The documented cluelessness is the information that we have virtually and physically on hold to ensure that we do not miss anything. Who does not have a too large heap of documented cluelessness, as unread articles, books, unseen films, throw the first stone?

The deficit that blocks our access to already known and unknown does not result in an economic use of resources. We do not make anything out of what we already know and continue to untwist the information faucet, in order to perceive, what we think not to know. Eventually we do not feel progress.

The way out of this dead end begins with changing our convictions that drive us.

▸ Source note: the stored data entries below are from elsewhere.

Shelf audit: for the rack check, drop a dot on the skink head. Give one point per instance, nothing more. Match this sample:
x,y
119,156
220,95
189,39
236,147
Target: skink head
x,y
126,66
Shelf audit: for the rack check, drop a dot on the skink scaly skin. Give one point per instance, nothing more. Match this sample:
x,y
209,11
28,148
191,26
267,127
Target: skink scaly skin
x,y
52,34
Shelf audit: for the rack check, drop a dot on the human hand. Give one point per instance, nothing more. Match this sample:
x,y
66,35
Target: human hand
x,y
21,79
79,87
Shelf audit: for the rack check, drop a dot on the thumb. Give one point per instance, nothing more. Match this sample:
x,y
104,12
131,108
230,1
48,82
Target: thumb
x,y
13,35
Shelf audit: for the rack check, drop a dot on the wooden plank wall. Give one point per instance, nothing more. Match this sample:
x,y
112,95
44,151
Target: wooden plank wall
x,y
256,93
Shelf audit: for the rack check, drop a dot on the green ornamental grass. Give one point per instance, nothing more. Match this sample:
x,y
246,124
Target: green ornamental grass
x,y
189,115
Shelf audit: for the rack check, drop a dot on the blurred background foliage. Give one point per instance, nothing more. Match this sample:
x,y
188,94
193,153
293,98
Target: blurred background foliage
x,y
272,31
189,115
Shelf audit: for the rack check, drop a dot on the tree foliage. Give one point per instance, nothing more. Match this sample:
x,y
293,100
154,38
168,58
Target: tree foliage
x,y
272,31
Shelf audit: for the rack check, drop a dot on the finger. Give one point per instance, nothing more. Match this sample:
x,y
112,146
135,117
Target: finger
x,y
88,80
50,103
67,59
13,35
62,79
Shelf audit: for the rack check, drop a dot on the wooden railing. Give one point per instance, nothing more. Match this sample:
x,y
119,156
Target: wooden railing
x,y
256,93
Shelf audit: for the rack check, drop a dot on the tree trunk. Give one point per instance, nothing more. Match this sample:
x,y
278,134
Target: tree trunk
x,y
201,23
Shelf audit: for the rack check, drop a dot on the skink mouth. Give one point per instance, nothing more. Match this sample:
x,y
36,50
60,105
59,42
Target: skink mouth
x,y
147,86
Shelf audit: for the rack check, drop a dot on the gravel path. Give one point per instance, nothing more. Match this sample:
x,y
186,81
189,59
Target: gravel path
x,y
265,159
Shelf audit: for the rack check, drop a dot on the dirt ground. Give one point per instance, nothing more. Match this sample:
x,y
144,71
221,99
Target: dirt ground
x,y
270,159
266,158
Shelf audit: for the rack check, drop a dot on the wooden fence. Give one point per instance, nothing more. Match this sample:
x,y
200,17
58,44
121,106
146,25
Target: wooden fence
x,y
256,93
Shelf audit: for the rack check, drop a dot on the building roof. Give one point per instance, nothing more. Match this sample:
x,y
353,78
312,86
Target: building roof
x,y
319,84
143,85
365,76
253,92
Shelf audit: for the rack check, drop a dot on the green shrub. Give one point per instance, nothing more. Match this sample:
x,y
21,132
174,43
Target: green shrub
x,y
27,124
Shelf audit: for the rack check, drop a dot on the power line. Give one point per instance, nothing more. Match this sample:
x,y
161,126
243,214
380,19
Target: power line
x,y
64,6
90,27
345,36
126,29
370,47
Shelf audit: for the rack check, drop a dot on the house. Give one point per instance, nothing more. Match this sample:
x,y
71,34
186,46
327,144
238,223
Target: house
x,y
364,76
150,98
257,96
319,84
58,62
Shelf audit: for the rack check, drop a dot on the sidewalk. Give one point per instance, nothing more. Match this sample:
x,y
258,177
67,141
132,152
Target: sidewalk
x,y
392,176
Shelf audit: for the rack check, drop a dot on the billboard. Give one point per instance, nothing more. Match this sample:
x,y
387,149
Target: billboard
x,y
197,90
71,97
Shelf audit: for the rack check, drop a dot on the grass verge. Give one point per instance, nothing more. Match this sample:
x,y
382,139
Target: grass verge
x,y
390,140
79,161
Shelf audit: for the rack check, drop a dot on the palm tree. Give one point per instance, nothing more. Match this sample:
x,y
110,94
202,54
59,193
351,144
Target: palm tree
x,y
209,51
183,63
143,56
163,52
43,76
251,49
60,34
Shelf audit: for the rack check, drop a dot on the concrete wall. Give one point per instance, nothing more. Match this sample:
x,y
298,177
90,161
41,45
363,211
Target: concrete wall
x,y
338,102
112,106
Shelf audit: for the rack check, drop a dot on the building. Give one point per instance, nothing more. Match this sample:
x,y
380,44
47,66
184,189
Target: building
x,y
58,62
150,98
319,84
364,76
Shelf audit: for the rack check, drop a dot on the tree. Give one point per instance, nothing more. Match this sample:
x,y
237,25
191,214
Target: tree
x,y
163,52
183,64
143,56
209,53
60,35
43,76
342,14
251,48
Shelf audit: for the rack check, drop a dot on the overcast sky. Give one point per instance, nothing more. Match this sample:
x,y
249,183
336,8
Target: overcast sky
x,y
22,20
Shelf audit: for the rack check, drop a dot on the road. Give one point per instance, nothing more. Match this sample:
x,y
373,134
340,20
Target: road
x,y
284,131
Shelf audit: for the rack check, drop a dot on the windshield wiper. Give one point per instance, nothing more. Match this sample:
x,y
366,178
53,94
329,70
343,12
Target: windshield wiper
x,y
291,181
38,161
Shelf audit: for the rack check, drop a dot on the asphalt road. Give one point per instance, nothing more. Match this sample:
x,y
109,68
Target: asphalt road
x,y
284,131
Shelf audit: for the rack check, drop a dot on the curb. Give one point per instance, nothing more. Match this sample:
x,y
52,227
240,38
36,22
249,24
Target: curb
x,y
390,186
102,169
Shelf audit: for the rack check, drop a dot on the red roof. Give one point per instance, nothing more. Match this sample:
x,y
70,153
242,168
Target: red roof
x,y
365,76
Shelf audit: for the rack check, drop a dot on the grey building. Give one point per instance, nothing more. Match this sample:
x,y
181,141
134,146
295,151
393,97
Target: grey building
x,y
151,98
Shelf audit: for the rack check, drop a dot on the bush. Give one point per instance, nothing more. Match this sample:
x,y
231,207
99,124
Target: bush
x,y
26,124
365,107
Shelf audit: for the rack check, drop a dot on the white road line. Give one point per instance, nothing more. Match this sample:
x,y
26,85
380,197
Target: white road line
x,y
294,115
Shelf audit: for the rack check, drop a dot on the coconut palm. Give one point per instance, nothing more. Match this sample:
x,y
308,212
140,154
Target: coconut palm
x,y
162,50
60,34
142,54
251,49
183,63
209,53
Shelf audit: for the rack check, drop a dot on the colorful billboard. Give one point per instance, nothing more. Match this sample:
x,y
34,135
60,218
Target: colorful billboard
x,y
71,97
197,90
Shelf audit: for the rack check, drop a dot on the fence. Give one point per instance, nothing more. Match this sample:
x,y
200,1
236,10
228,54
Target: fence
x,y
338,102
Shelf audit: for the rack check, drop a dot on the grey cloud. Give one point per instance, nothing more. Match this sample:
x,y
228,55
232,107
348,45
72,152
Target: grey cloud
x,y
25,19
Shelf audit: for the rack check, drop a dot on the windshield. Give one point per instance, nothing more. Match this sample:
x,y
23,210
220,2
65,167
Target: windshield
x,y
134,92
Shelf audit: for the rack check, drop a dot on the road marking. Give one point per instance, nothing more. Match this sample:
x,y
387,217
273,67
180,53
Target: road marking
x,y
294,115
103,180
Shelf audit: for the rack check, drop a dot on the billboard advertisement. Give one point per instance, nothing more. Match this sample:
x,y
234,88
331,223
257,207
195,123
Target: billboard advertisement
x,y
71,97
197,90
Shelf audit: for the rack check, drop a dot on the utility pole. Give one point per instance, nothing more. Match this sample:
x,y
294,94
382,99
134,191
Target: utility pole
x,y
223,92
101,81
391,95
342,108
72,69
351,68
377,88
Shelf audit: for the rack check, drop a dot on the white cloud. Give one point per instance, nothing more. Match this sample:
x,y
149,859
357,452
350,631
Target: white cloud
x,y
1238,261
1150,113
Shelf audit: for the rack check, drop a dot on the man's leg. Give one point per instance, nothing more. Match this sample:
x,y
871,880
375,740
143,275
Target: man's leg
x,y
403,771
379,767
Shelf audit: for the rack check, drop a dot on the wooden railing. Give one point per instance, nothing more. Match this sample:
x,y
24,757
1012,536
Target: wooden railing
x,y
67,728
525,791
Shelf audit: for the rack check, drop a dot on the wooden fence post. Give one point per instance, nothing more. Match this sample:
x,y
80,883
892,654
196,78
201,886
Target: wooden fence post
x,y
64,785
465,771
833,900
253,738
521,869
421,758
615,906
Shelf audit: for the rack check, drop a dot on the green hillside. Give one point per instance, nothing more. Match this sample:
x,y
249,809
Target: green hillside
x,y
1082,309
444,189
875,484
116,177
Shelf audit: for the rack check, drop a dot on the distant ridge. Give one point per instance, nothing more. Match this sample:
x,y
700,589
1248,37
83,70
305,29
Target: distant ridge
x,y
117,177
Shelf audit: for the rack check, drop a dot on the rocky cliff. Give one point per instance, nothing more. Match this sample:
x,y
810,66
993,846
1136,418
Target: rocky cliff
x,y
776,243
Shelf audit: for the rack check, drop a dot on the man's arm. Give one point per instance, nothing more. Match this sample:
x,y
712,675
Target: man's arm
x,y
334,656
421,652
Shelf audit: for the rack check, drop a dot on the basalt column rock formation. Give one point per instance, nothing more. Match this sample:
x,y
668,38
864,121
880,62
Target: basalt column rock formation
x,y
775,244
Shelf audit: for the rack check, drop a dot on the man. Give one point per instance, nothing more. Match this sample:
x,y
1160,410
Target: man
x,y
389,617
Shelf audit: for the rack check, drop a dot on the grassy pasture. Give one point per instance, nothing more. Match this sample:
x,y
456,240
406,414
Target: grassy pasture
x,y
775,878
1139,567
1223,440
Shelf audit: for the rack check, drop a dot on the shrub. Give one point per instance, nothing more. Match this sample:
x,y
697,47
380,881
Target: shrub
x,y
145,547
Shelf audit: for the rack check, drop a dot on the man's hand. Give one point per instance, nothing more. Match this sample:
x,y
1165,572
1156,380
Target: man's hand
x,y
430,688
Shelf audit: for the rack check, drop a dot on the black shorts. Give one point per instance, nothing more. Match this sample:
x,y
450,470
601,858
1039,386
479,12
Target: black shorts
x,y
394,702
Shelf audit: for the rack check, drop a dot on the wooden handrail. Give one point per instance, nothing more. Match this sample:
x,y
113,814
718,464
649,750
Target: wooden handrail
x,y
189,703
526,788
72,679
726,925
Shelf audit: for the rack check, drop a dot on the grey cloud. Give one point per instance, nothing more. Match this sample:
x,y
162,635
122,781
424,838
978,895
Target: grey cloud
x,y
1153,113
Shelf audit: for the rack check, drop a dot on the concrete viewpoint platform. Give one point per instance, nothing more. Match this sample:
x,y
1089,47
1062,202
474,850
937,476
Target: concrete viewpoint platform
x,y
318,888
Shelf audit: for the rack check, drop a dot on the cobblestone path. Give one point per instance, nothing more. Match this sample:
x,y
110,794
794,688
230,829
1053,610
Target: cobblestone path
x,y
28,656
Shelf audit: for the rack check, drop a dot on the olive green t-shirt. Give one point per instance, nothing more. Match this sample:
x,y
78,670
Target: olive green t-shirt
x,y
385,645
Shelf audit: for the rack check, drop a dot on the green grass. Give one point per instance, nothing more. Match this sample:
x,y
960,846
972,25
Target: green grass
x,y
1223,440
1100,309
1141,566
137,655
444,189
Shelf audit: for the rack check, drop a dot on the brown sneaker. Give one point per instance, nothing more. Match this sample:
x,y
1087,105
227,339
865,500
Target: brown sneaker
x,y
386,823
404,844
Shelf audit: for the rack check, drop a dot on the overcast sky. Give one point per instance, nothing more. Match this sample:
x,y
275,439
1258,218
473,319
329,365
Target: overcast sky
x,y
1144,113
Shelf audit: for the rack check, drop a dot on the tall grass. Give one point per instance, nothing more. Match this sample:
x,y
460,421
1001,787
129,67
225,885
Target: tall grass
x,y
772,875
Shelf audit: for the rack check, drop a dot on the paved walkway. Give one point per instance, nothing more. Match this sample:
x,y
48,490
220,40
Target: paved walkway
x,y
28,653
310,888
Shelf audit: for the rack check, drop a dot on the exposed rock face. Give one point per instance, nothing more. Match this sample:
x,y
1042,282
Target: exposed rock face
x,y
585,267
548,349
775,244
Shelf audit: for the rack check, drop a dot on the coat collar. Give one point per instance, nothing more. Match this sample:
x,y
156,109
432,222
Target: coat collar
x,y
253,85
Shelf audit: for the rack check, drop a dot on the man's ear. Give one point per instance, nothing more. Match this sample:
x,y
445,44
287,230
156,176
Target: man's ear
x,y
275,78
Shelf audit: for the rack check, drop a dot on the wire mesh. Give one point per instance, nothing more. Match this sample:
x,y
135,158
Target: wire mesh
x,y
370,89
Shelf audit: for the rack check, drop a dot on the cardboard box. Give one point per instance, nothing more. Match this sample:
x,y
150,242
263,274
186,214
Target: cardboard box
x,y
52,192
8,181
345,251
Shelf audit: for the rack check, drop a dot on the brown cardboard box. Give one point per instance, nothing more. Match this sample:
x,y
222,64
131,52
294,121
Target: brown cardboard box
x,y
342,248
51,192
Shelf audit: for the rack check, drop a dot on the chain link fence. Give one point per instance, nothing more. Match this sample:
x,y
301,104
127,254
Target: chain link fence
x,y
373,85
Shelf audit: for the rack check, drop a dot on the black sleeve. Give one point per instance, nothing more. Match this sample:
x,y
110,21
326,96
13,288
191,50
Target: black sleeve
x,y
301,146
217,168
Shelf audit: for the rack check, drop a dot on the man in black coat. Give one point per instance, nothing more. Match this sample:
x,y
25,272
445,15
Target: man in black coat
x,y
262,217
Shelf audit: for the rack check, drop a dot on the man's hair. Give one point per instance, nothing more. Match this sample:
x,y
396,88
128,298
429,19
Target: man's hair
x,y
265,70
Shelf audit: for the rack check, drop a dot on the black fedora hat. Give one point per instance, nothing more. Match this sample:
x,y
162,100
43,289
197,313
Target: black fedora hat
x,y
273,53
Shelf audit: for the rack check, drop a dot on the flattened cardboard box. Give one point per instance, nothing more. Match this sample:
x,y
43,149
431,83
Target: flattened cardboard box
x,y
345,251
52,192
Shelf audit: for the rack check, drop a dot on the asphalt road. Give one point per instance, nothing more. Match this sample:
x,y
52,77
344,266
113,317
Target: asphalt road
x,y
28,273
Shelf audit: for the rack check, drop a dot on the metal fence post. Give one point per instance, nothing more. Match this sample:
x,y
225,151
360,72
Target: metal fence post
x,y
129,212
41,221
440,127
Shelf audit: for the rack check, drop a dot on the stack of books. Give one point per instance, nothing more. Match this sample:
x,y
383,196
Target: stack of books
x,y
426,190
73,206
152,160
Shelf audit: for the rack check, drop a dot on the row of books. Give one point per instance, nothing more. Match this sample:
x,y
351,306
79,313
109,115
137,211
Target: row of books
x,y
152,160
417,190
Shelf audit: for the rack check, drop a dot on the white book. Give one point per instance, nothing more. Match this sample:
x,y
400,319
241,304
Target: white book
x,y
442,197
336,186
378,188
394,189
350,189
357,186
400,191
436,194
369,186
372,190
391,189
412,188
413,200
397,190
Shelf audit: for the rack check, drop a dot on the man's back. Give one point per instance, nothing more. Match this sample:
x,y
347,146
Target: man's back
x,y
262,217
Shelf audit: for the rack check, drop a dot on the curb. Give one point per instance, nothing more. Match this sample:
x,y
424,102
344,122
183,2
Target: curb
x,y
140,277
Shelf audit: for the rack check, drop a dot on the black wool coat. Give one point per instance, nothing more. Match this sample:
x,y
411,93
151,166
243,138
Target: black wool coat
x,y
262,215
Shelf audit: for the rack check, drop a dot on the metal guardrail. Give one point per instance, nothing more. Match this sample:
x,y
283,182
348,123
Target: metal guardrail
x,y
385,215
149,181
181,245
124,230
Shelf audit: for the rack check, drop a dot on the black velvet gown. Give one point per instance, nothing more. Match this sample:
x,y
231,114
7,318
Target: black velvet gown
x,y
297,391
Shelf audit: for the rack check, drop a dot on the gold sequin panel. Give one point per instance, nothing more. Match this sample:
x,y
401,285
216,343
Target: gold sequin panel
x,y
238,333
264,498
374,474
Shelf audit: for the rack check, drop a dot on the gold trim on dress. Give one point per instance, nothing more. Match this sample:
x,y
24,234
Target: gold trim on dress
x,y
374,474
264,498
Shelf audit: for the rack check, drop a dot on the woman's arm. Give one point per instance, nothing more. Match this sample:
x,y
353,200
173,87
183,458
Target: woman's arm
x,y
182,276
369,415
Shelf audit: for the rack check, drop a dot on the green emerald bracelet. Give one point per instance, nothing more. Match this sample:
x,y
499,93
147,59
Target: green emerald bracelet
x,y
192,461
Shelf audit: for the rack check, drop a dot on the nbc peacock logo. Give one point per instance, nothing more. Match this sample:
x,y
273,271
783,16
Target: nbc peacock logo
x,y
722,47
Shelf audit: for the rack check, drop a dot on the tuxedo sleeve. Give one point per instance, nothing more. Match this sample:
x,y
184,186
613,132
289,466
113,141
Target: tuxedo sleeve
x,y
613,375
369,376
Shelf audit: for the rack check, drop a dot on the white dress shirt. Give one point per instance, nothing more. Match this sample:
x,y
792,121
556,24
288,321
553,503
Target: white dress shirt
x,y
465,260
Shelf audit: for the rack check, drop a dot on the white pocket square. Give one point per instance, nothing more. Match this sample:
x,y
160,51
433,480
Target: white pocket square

  • Accepting the own capability
    As soon as we understand that our processing capacity is as good or as bad, as for all others, we can better use the existing resources.
  • We know almost nothing about everything
    There is nobody, who has less cluelessness than we do. Accepting this lack of knowledge, not being afraid of posing questions and making curiosity a virtue reduces the pressure.
  • Preventing that news blow out quickly
    Soaking up news passively leads to fast forgetting. Immediate, active application of new knowledge in discussions and/or the written summary of new insights lead to the fact that it can be better recalled.
  • Using the senses for oneself
    Information is at best remembered, if it enters on the one hand via several sensory channels and on the other hand our preferred sense channel is supplied. Who knows, with which sense channel he/she learns best – visually, auditory, kinesthetically?

Bottom line: The fatal is the missing awareness of the existing knowledge and the invisibility of the unknown. This deficiency cannot be overcome with efforts but by coming loose the documented knowledge and by using the existing always more actively. It functions well, if we change our convictions, as mentioned above, so that the need for more and more documented cluelessness dissolves.